Una volta nel bosco, illuminato solo dalle frontali, la risalita al rifugio dove avremo dovuto passare la notte, ha assunto forme nuove e differenti per ognuno. La suggestione, la curiostià e la sfida con le difficoltà di un terreno irregolare, che mai ha permesso di mantenere un ritmo di salita costante, con il fiato corto punzecchiato dall’aria gelida di quella notte, hanno prevalso rispetto ai pensieri che può formulare il cervello in quel momento. Quando nervi, muscoli e ossa tendono nella direzione opposta, è solo il fascino della libertà di quei luoghi che spinge le gambe e ci porta oltre.

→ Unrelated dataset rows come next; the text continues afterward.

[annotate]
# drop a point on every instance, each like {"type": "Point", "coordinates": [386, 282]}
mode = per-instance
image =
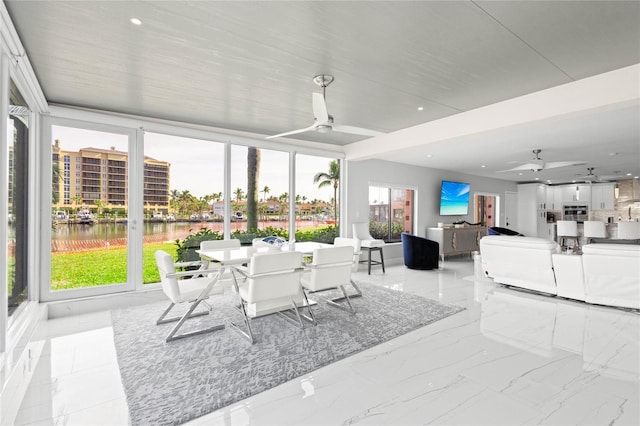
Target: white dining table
{"type": "Point", "coordinates": [227, 257]}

Raggiunto il rifugio, la prima cosa da fare è stato preparare un fuoco che potesse scaldarci e permetterci di mangiare per riprendere le forze, ma il meteo dei giorni scorsi non ci lasciò che un mucchio di legna bagnata, sparsa lungo i valloni che costeggiano il sentiero di risalita. È proprio vero che il fuoco scalda tre volte, quando si raccoglie la legna, quando lo si accende, e quando ci si siede accanto, ma quella sera ci scaldò ben oltre le aspettative.
Raccolta la legna che ci sarebbe servita per passare qualche ora prima dell’alba, e dopo aver lottato per scaldarla a dovere, prima di ravvivare per bene le fiamme intorno ai ciocchi, eravamo diventati già parte della natura delle cose in cui eravamo. Non si tratta di starsene seduti intorno ad un falò, ma di una predisposizione mentale che ci porta a concepire quel momento come un’avventura da giocare fino alla fine. Per quegli attimi svaniscono le logiche quotidiane e conta solo l’essenzialità di un fuoco, di un pezzo di pane, di un tetto sulla testa. È questa condizione primitiva che ci interconnette con l’ambiente che viviamo, mentre rispettiamo le sue regole.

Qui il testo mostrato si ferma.